Brexit will leap back to centre stage now that the new UK Prime Minister, Boris Johnson, has been selected.
Already Moody’s and Goldman Sachs’ analysts, among others, have warned of an increased likelihood for the UK leaving the world’s biggest free trade area without an agreement on divorcing terms or an outline of new trading terms.
Markets have been preparing for this since early May, with Sterling having in the interim declined by about 6% in trade-weighted terms, with the currency back to about 15% below where it was just before the vote to leave the EU in June 2016. Boris campaigned strongly on a Brexit “at all costs” ticket, clearly advocating leaving without a deal on October 31 should Brussels not give any ground on the Northern Ireland backstop issue. And Brussels’ red lines look iron cast with the European Commission’s first vice president, Frans Timmermans, announcing that there would be no renegotiation in a press conference timed to coincide with Johnson’s appointment as new Tory party leader.
The EU commissioner Vytenis Andriukaitis also warned in a blog post of “cheap promises, simplified visions, blatantly evident incorrect statements,” although promising that “we will hear what the new prime minister has to say when he comes to Brussels.” Johnson finds himself as leader of a weak minority government in a parliament that is sharply divided on Brexit.
Given the above, along with recent polling and the recent parliamentary amendment aimed at blocking the new PM from proroguing parliament (to force through a no-deal Brexit), there is a chance he will risk calling a general election.
The crowning of Boris Johnson as the new leader of the UK Conservative Party, with Johnson ready to be confirmed as Prime Minister today, is keeping Sterling under pressure, especially with BoE MPC member Saunders describing UK growth as “weak and below trend” in an interview with Bloomberg. Meanwhile, investors are raising their no-deal Brexit bets, which is also fuelling easing expectations.

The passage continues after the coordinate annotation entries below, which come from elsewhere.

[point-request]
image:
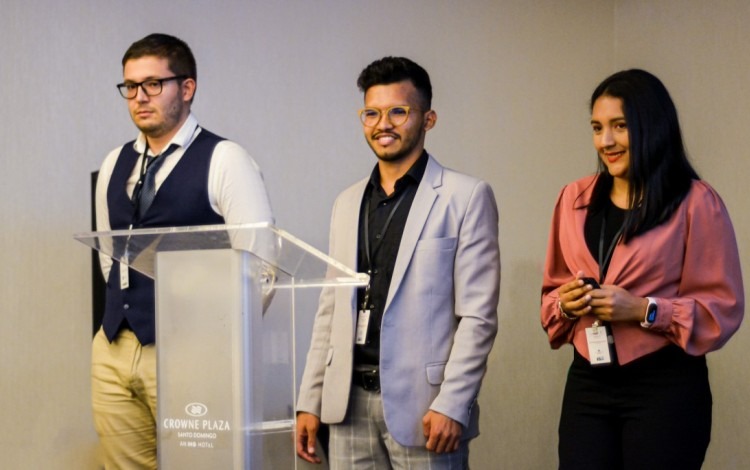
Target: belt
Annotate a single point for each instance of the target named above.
(368, 379)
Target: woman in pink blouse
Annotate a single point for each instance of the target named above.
(643, 278)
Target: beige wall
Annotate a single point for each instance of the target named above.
(511, 81)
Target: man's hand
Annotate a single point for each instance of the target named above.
(443, 434)
(307, 431)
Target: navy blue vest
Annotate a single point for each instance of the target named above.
(181, 200)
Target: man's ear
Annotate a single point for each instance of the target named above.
(188, 89)
(430, 118)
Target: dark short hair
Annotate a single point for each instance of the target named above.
(390, 70)
(175, 50)
(660, 174)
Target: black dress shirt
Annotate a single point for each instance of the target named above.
(385, 227)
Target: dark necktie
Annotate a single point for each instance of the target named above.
(148, 191)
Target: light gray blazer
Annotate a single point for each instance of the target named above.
(440, 317)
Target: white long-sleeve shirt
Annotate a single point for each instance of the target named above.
(236, 189)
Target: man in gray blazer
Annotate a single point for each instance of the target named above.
(395, 368)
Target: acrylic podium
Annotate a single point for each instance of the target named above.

The Pound has remained under pressure, with Cable holding below 1.2500.
A report by UK think-tank NIESR, meanwhile, that Brexit-related uncertainty may have already tipped the UK economy into recession has also been in the mix of sentiment fodder over the last day.
Despite the correction from 1.2417 lows, the Pound remains in July below 20-day SMA, and below 50- and 200-day SMA since May. Hence, short term or medium term rallies considered as temporary before the reinforcement of another leg lower.
Momentum indicators are extending lower, something that increases the potential of a retest of the recent low at 1.2380. Initial Resistance at $1.2480 and for the day at yesterday’s high at 1.2520.